We were a group of eight traveling together, which in Tokyo is considered quite large. Bars often turned us away at the door, spaces are small, intimacy is the norm, and perhaps the fear was that we’d be too loud. It was a clash of cultures: hospitality extended warmly to foreigners, yet restraint when the group size challenged their customs.
But these contrasts became the portal. I had never been to a listening bar where silence is absolute, and angelic music floats in the air. To simply sit there, not speaking, just listening… it was one of the dreamiest places I’ve ever been.
And then, the dining experience: food enjoyed quietly, without phones or cameras, no endless sobremesas like in Mexico. A meal here is quick, present, sacred. It added a new layer to the way I think about eating, walking, drinking, and simply being.
What stood out was a way of doing, a level of focus I´m not used to seeing on my side of the world.
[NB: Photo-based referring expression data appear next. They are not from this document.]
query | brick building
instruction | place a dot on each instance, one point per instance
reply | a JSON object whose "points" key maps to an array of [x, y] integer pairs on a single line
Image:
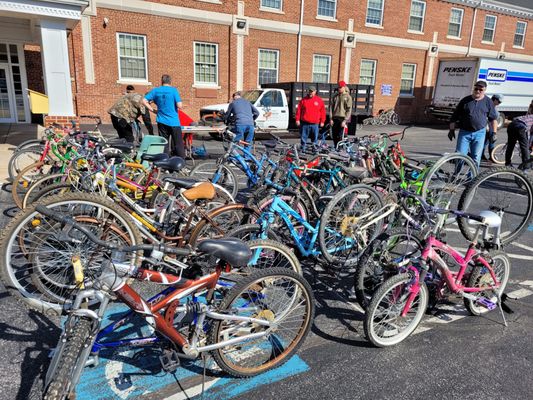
{"points": [[212, 47]]}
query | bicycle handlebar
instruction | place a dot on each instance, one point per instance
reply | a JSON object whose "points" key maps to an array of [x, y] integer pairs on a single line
{"points": [[69, 221]]}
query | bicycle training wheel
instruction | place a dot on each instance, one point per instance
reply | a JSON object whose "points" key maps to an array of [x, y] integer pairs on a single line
{"points": [[277, 295]]}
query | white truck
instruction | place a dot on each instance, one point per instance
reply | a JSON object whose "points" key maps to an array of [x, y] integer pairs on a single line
{"points": [[456, 78]]}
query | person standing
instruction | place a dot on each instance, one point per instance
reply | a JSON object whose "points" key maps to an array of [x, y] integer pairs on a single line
{"points": [[125, 112], [168, 102], [243, 114], [517, 131], [341, 112], [472, 114], [310, 114]]}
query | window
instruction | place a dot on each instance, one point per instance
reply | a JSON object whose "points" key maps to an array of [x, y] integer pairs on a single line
{"points": [[456, 21], [268, 66], [326, 8], [276, 4], [321, 67], [520, 34], [367, 74], [407, 83], [206, 63], [132, 58], [490, 28], [416, 17], [374, 12]]}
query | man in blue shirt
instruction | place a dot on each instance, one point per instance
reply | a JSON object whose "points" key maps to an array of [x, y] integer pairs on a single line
{"points": [[472, 113], [168, 101], [244, 114]]}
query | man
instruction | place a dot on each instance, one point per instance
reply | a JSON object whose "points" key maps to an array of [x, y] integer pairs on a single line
{"points": [[146, 116], [490, 138], [473, 113], [310, 114], [517, 131], [243, 114], [125, 112], [168, 102], [341, 111]]}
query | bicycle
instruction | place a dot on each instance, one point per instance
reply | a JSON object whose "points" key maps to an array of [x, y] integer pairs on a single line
{"points": [[398, 306], [249, 326]]}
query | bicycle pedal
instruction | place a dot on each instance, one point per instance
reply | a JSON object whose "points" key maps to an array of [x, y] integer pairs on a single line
{"points": [[169, 360], [489, 305]]}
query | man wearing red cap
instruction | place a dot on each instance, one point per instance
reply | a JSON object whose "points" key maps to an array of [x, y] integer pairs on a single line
{"points": [[341, 111]]}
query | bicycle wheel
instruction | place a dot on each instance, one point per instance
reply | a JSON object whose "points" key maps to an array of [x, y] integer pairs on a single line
{"points": [[480, 276], [340, 237], [36, 262], [277, 295], [220, 174], [380, 260], [447, 178], [69, 360], [384, 324], [504, 190]]}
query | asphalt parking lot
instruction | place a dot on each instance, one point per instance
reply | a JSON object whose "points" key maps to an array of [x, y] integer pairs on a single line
{"points": [[452, 355]]}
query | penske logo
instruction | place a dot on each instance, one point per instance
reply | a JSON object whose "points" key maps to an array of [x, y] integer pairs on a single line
{"points": [[497, 75]]}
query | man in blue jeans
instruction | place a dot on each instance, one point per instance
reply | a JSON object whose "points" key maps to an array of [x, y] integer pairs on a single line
{"points": [[243, 114], [472, 114]]}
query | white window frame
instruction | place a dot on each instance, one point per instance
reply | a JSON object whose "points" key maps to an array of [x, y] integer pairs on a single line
{"points": [[416, 16], [493, 30], [413, 80], [521, 46], [374, 69], [199, 83], [268, 8], [381, 14], [460, 23], [326, 16], [329, 66], [259, 66], [126, 79]]}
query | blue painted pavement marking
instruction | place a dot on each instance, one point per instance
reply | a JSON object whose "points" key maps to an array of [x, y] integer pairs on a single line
{"points": [[141, 372]]}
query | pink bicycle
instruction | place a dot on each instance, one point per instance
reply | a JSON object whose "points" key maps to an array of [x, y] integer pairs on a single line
{"points": [[398, 306]]}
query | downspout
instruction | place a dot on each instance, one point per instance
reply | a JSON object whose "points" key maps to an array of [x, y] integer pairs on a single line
{"points": [[299, 45], [472, 28]]}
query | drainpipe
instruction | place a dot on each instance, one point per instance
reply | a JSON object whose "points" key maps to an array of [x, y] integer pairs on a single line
{"points": [[299, 46], [472, 28]]}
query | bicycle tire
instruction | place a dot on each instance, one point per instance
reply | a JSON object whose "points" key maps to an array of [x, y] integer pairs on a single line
{"points": [[18, 263], [206, 171], [499, 185], [480, 276], [338, 232], [397, 284], [62, 380], [380, 259], [266, 282]]}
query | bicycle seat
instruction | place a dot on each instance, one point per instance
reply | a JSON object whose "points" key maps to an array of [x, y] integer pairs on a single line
{"points": [[154, 157], [492, 220], [203, 191], [233, 250], [183, 183], [171, 164]]}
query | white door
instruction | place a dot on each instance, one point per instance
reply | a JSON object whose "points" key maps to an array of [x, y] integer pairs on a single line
{"points": [[7, 113]]}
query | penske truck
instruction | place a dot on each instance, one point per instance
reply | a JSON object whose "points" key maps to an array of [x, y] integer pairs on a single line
{"points": [[456, 78]]}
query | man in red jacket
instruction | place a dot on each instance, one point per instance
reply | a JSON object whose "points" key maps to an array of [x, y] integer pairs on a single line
{"points": [[310, 113]]}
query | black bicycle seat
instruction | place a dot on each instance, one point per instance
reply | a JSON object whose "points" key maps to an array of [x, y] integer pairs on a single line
{"points": [[171, 164], [233, 250], [184, 183], [154, 157]]}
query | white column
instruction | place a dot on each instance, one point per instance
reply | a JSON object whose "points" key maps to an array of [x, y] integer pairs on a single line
{"points": [[54, 51]]}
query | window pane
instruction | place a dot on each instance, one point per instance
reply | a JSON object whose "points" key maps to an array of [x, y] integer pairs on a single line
{"points": [[326, 8]]}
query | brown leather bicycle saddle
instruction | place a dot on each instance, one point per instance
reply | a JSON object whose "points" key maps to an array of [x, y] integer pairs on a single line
{"points": [[203, 191]]}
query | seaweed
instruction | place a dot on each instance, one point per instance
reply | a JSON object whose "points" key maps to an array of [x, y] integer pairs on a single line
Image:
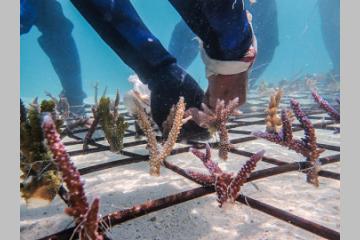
{"points": [[86, 217], [113, 124], [40, 176]]}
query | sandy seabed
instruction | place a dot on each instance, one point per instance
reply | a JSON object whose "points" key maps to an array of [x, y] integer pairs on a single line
{"points": [[201, 218]]}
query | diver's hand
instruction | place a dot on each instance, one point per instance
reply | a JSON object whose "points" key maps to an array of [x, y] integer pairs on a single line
{"points": [[226, 87]]}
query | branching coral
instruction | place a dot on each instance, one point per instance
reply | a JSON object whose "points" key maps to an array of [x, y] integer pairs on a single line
{"points": [[331, 111], [113, 124], [273, 121], [307, 146], [159, 152], [139, 95], [227, 186], [40, 177], [217, 120], [85, 216]]}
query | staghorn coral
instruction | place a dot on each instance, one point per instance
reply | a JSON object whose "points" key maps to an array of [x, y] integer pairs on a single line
{"points": [[273, 121], [331, 111], [40, 178], [307, 146], [227, 186], [159, 152], [217, 120], [85, 216], [112, 123]]}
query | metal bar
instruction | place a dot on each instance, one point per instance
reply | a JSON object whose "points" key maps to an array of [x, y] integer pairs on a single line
{"points": [[290, 218]]}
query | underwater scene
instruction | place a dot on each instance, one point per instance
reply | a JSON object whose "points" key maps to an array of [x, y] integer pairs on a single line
{"points": [[216, 119]]}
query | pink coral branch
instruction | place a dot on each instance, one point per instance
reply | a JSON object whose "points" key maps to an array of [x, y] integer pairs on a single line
{"points": [[307, 146], [79, 207], [243, 174], [206, 159]]}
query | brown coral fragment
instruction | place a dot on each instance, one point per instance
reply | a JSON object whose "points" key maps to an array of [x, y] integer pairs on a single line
{"points": [[273, 121], [85, 217], [159, 152]]}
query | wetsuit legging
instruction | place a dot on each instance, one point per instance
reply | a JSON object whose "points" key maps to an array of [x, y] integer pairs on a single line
{"points": [[221, 24], [184, 46]]}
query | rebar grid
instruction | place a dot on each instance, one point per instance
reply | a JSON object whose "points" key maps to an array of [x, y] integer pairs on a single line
{"points": [[280, 167]]}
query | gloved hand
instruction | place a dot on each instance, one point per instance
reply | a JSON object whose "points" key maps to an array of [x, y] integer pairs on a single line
{"points": [[226, 87]]}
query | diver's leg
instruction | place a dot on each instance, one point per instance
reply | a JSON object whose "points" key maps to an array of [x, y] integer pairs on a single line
{"points": [[330, 26], [59, 45], [121, 28], [265, 25], [222, 25], [183, 45]]}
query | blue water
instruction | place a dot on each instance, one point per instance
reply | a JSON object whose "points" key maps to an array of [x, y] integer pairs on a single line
{"points": [[301, 48]]}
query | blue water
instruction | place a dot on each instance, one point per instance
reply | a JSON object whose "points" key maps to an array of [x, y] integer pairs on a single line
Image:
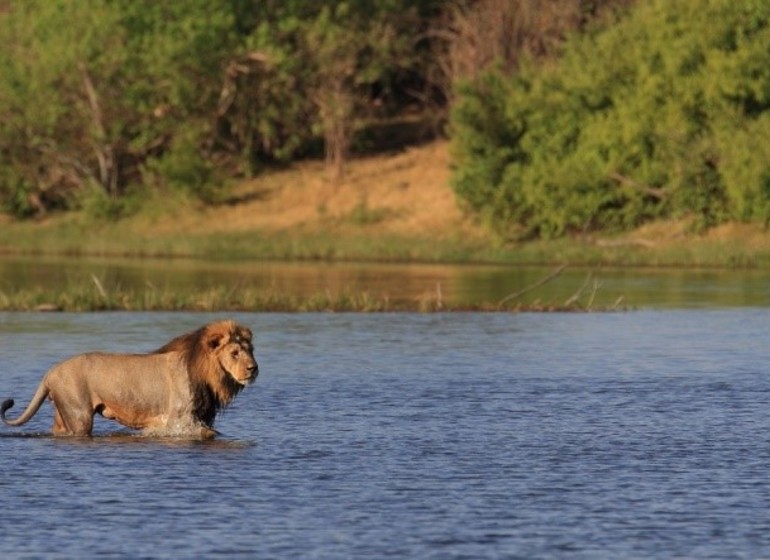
{"points": [[642, 434]]}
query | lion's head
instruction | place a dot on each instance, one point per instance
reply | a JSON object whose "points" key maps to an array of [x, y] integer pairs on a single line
{"points": [[220, 361]]}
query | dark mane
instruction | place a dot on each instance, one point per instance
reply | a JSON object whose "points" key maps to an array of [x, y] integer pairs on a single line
{"points": [[212, 387]]}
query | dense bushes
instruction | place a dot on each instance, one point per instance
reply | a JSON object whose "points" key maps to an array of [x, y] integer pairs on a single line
{"points": [[664, 113], [100, 98]]}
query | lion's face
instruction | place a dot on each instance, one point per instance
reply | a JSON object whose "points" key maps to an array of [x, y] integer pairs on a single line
{"points": [[236, 356]]}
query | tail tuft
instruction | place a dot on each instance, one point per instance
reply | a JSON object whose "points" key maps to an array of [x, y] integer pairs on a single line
{"points": [[7, 403]]}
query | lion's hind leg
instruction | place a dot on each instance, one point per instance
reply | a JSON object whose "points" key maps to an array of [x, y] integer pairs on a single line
{"points": [[66, 423]]}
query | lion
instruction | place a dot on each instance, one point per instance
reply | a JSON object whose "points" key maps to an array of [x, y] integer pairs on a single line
{"points": [[175, 390]]}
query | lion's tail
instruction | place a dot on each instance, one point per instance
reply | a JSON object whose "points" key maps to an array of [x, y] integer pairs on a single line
{"points": [[32, 408]]}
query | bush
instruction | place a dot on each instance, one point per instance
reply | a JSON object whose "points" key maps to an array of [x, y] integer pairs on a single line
{"points": [[661, 114]]}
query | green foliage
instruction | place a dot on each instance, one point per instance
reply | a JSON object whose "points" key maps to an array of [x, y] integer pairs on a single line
{"points": [[126, 94], [90, 90], [664, 113]]}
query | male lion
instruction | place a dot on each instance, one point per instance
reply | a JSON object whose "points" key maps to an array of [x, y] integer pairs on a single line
{"points": [[176, 390]]}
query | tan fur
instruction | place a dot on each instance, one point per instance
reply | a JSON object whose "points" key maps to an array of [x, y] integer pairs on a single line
{"points": [[176, 390]]}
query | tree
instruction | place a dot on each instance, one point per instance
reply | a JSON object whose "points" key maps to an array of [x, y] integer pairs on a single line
{"points": [[659, 115], [93, 90]]}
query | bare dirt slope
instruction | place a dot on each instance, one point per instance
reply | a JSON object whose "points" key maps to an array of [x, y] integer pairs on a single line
{"points": [[406, 193]]}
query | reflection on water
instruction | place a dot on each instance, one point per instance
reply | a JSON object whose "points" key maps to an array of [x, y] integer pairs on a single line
{"points": [[453, 284]]}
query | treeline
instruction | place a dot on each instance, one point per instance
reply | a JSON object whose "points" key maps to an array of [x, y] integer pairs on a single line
{"points": [[663, 113], [103, 102]]}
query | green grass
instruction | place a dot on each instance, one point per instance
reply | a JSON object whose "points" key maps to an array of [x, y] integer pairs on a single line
{"points": [[73, 237], [96, 297]]}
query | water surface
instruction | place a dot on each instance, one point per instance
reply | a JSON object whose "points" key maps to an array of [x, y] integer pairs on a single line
{"points": [[639, 434], [451, 284]]}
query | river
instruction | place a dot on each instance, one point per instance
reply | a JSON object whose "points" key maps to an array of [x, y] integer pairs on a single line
{"points": [[633, 434]]}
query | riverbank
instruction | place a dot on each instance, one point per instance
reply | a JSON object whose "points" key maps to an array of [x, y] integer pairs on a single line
{"points": [[389, 208]]}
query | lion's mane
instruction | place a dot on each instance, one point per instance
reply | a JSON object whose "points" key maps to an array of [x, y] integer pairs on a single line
{"points": [[212, 387]]}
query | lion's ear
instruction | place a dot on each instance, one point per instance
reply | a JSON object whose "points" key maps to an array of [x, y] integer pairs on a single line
{"points": [[214, 340]]}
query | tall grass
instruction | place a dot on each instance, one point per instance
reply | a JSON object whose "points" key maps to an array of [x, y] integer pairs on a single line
{"points": [[96, 297]]}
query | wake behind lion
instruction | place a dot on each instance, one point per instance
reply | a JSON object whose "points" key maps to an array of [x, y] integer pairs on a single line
{"points": [[175, 391]]}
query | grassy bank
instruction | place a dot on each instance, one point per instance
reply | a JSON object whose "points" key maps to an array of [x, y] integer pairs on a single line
{"points": [[388, 208]]}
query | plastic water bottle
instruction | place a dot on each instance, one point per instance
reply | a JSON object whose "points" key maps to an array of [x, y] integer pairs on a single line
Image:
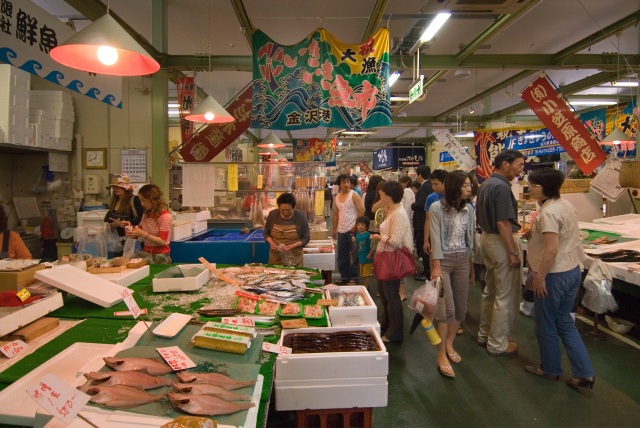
{"points": [[430, 331]]}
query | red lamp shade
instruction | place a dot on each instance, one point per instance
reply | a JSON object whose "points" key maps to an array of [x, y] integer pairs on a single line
{"points": [[104, 47], [210, 111]]}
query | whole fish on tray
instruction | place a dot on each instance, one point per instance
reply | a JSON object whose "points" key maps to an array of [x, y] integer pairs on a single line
{"points": [[207, 405], [213, 378], [153, 366], [132, 378], [209, 389], [120, 396]]}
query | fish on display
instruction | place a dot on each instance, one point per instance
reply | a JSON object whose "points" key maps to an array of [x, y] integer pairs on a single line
{"points": [[132, 378], [206, 405], [213, 378], [209, 389], [153, 366], [120, 396]]}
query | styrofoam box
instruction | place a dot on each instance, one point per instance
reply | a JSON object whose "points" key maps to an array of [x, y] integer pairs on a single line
{"points": [[352, 315], [189, 283], [128, 276], [12, 318], [322, 261], [199, 216], [180, 230], [332, 365], [198, 226], [82, 284], [331, 393]]}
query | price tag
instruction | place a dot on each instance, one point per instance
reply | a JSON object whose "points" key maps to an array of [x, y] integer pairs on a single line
{"points": [[13, 348], [276, 349], [296, 323], [177, 359], [23, 294], [130, 302], [56, 397], [244, 321]]}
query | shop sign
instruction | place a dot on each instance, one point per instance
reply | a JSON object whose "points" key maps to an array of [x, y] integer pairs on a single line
{"points": [[564, 124], [216, 137]]}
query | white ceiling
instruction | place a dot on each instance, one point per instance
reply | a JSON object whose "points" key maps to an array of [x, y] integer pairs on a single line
{"points": [[535, 27]]}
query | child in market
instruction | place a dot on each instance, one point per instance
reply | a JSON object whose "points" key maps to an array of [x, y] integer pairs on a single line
{"points": [[362, 240]]}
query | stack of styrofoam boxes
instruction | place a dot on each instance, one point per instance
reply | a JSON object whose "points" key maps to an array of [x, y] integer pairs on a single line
{"points": [[198, 220], [332, 380], [53, 114], [351, 316], [14, 105]]}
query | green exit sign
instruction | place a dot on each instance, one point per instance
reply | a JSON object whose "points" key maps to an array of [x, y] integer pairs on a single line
{"points": [[416, 90]]}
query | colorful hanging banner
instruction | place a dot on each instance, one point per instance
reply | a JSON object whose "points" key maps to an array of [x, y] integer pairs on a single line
{"points": [[213, 139], [455, 149], [28, 35], [315, 150], [321, 82], [555, 114], [186, 94]]}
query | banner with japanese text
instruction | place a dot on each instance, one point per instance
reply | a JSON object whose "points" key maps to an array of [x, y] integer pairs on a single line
{"points": [[215, 137], [28, 33], [321, 81], [315, 150], [555, 114], [186, 94]]}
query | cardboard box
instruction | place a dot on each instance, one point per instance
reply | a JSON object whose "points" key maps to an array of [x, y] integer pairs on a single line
{"points": [[331, 393], [333, 365], [13, 318], [32, 330], [181, 278], [352, 315], [15, 280]]}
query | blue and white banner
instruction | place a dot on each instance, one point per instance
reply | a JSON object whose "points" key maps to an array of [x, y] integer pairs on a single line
{"points": [[28, 33]]}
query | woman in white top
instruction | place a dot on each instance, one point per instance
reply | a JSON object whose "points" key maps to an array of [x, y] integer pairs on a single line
{"points": [[393, 234], [451, 222], [555, 256]]}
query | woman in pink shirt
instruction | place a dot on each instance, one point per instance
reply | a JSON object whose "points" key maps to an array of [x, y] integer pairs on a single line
{"points": [[155, 226]]}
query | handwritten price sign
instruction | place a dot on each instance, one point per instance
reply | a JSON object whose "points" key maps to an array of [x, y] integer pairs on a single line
{"points": [[276, 349], [56, 397], [176, 358], [130, 302], [13, 348], [243, 321]]}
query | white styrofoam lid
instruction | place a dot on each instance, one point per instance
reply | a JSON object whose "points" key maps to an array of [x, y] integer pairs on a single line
{"points": [[82, 284]]}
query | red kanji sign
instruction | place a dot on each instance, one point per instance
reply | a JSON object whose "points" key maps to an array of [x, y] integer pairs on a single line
{"points": [[213, 139], [563, 124]]}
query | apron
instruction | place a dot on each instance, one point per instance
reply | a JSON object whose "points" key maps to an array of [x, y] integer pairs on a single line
{"points": [[285, 234], [4, 254]]}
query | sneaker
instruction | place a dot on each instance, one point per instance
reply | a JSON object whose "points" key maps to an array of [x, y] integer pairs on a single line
{"points": [[512, 348]]}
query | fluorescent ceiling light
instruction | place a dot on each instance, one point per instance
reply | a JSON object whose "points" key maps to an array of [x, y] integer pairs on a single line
{"points": [[393, 78], [434, 26], [592, 102]]}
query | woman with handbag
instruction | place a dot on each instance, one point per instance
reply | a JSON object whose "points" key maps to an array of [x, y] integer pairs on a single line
{"points": [[393, 240], [452, 226]]}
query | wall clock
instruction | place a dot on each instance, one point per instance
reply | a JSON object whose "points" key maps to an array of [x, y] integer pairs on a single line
{"points": [[94, 158]]}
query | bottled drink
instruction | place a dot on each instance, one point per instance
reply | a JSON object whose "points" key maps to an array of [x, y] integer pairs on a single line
{"points": [[430, 331]]}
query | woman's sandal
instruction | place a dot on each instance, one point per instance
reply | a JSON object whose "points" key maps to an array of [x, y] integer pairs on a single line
{"points": [[581, 382], [446, 371], [454, 357]]}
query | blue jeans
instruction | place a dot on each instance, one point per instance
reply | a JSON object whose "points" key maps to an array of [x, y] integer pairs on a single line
{"points": [[553, 321], [348, 271]]}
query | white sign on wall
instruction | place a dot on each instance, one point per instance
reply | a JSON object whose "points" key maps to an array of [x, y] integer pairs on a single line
{"points": [[28, 33]]}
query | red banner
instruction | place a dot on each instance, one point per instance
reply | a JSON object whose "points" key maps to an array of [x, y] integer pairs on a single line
{"points": [[563, 124], [186, 95], [213, 139]]}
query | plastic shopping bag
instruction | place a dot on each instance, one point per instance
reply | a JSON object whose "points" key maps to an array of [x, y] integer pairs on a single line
{"points": [[425, 299], [598, 283]]}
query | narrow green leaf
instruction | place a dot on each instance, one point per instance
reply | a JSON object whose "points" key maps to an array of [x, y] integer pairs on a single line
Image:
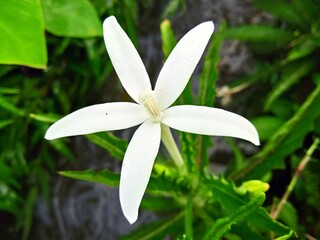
{"points": [[286, 140], [291, 74], [115, 146], [28, 212], [210, 74], [159, 203], [13, 91], [22, 39], [60, 146], [223, 225], [189, 218], [8, 106], [105, 176], [168, 38], [259, 33], [71, 18], [232, 200], [47, 118], [156, 230], [287, 236], [283, 10], [302, 49], [172, 7], [266, 126], [308, 10], [5, 123]]}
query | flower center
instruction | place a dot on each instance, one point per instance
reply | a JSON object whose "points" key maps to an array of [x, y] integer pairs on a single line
{"points": [[149, 101]]}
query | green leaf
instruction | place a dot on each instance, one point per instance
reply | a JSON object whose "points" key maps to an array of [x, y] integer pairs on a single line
{"points": [[302, 49], [172, 7], [28, 211], [266, 126], [103, 177], [71, 18], [223, 225], [259, 33], [291, 74], [22, 39], [230, 198], [8, 106], [156, 230], [5, 123], [46, 118], [159, 203], [168, 38], [284, 10], [114, 145], [210, 74], [188, 220], [286, 140], [60, 146]]}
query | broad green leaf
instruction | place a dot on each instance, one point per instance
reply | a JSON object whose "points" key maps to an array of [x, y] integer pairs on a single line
{"points": [[22, 39], [266, 126], [156, 230], [71, 18], [103, 177], [259, 33], [230, 198], [223, 225], [291, 74], [115, 146], [286, 140]]}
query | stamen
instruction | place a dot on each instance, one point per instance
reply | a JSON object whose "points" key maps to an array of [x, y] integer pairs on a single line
{"points": [[149, 101]]}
The way a cocktail is prepared, the precision of how a table is set, how clothing is made, and here objects feel alive. They seem to carry a soul to them, and in rare instances certain objects start to feel like subjects. As if their maker imbued something deeper in them.
Tokyo reminds me that everyday exchanges can be experienced as portals to slowness and fastness. I take home these contrasts and contemplate how both can co-exist simultaneously.